Suffice it to say that it was also announced this week that “Brewster’s Millions” is getting the screen treatment — for the eighth time.
What this got me thinking was about the other pre-existing properties that producers and filmmakers might exploit.
You know, beyond the wholesale strip-mining of fan favorites, board and video games, trading cards, that secret chicken-soup recipe your grandma wrote on a napkin and stored in her kitchen drawer.
If Hollywood’s willing to pour millions into developing such tenuous projects, why I wonder don’t the creatives and suits pick over the bones of the hundreds — nay, thousands — of TV pilots not picked up over the past half-century?
These are concepts that were developed at length, scripted, shot and edited.
That they didn’t catch on could be as much to do with the timing or the marketing as any inherent lack of quality.

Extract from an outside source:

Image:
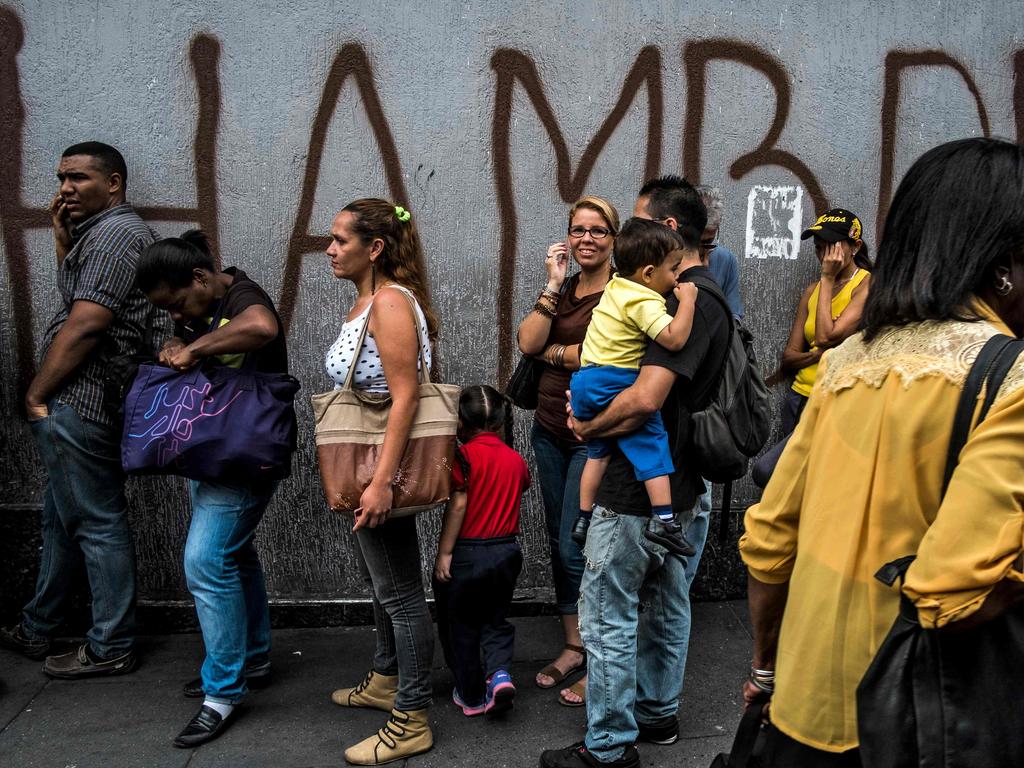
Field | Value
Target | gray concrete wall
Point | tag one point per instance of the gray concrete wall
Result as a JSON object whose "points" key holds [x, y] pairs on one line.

The best place to start would have to be Lee Goldberg’s 1991 book “Unsold TV Pilots: The Almost Complete Guide to Everything You Never Saw On TV." The book’s a fun and fascinating read. Most of the time I was laughing as I wondered how some of these ideas ever made it in front of the cameras.
A sitcom based on the life of Oprah?
TV dramas based on “Diner” and “The Last Detail”?
A series about a cop reincarnated as a farty dog that was called — seriously — “Poochinski”?
We can thank our lucky stars they never saw the weekly schedule.
But every few pages, Goldberg’s little blurbs about failed pilots had me thinking, “Hey, not bad."
Well, at the very least, fresher than most of the snooze-worthy “we’re doing it for the brand recognition” remakes announced day-in, day-out …
Such as:
— “Microcops” (tiny alien cops control people and animals)
— “The Annihilator” (newspaper man becomes fugitive after discovering aliens are replacing people with robots)
— “Infiltrator” (maverick scientist has accident so that when he gets angry he becomes a metal avenger)
Just check out Scott Bakula’s robot hand!
And, for the exec who’s not so big on, ya know, reading, Goldberg’s book inspired TV specials.
You can catch ‘em on YouTube.
“The Man With the Power”?
“Northstar”?
Just tell me they couldn’t get audiences into theaters just as readily as a new “Mother’s Day” or “Outland."